President Barack Obama’s 2011 energy budget, which was announced today, looks a little short sighted, despite all the talk about seeing through to the clean energy future. The problem is that it calls for the elimination of more than $2.7bn in tax subsidies for oil, coal and gas industries. This step, the government boasts, is estimated to generate more than $38.8bn in revenue for the federal government over the course of the next 10 years.
Hmm. So the US government is going to get more money from the fossil fuel industry on which the country remains dependent. And the hope is that it will do more to encourage growth in areas such as wind, solar and geothermal. While there is clearly an important role for start-ups and pure-play companies, the chances of getting truly scalable clean energy would be boosted by partnership with the fossil fuel industry.
This is the industry pulling in billions of dollars in profits. It is best placed to come up with ways to reduce the carbon intensity of fossil fuels and discover breakthrough technologies. Look at how the small oil and gas producers who drill most of the wells in the US have come up with new technology and expertise to unlock estimates of 100 years’ supply, at current usage rates, from 30 years’ supply just a few years ago.
Critics would point out that the oil and gas industry dedicates only a few percentage points, at best, of its massive overal capital spending budget toward clean energy. And it is true that without a price on carbon to send a clear signal, these investments will remain low. Unfortunately a cap or tax on carbon looks extremely unlikely with the current composition of Congress.
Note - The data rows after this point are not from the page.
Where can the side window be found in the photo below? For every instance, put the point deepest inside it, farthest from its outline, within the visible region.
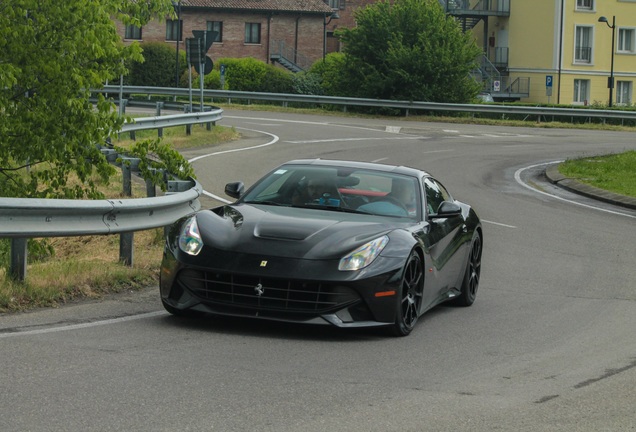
(435, 195)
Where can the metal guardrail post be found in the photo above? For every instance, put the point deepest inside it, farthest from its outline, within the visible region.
(126, 242)
(128, 165)
(186, 109)
(158, 109)
(18, 259)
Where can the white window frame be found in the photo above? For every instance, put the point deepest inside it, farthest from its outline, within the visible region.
(624, 92)
(132, 32)
(216, 26)
(626, 44)
(585, 5)
(581, 94)
(578, 45)
(252, 33)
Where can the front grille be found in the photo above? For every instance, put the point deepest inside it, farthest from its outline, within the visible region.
(267, 294)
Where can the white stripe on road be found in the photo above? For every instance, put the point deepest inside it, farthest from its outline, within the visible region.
(83, 325)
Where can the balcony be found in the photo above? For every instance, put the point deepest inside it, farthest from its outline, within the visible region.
(583, 55)
(476, 8)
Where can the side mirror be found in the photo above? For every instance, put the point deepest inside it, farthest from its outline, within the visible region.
(447, 209)
(234, 189)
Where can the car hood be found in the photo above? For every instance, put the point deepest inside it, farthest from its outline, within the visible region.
(289, 232)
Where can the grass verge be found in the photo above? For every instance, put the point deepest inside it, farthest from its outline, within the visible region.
(88, 266)
(615, 173)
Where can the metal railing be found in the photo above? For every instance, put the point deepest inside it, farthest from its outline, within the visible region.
(25, 218)
(285, 98)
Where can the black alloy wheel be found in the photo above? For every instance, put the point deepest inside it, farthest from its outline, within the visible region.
(470, 285)
(410, 298)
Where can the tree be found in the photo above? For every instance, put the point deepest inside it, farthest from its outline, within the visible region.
(408, 50)
(51, 54)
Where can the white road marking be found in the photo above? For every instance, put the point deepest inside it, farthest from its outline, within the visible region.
(83, 325)
(274, 140)
(357, 139)
(498, 224)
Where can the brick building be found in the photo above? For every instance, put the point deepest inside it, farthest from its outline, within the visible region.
(292, 33)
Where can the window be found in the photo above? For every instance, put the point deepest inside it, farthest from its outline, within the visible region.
(335, 4)
(581, 91)
(626, 40)
(216, 26)
(585, 4)
(624, 92)
(435, 195)
(174, 27)
(583, 45)
(133, 32)
(252, 33)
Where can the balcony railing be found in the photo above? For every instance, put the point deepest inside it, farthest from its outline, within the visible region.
(477, 7)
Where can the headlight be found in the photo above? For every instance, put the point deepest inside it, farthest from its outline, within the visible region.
(364, 255)
(189, 238)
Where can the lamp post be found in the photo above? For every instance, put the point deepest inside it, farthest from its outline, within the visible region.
(610, 81)
(325, 22)
(177, 6)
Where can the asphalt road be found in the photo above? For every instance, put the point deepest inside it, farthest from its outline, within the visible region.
(549, 344)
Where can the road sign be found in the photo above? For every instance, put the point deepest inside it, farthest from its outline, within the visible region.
(207, 36)
(207, 68)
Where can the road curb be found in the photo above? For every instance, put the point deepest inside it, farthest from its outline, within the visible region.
(555, 177)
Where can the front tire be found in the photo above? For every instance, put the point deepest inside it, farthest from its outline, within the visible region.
(410, 296)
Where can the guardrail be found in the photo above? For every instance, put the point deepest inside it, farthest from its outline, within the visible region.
(285, 98)
(24, 218)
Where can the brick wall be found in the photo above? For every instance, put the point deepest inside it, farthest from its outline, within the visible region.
(302, 32)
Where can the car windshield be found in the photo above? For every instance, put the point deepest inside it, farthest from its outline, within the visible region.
(339, 189)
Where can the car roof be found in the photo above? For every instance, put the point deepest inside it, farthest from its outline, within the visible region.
(361, 165)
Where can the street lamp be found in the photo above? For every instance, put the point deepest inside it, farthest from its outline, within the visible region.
(610, 81)
(177, 7)
(325, 22)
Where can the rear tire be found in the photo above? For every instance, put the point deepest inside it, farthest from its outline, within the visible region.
(470, 284)
(410, 295)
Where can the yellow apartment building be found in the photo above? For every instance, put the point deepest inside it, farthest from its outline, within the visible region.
(554, 51)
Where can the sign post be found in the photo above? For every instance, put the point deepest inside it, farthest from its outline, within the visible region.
(198, 47)
(548, 86)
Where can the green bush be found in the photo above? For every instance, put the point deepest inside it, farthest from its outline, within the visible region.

President Obama’s plan, announced last week, that the federal government – the US’ largest energy consumer – would use clean energy solutions to reduce global warming emissions by 28 percent by 2020, compared to 2008 levels, is a start. In the words of Representative Edward J Markey, chairman of the Select Committee on Energy Independence and Global Warming:
If we intend to embark on a national plan to create more clean energy and pollute less, than that plan must start with our national government. The federal government is the number one consumer of energy in the country, and will now be the number one leader in deploying clean energy technologies. To kick America’s foreign oil habit, we need participation and legislation, and this week President Obama has shown he has the dedication to follow through on these important efforts.
That all makes good sense. But while removing subsidies from the fossil fuel industry may be a popular move and help fill coffers in the short term, doing so without any attempt to boost the sector’s clean tech efforts does nothing to reduce emissions.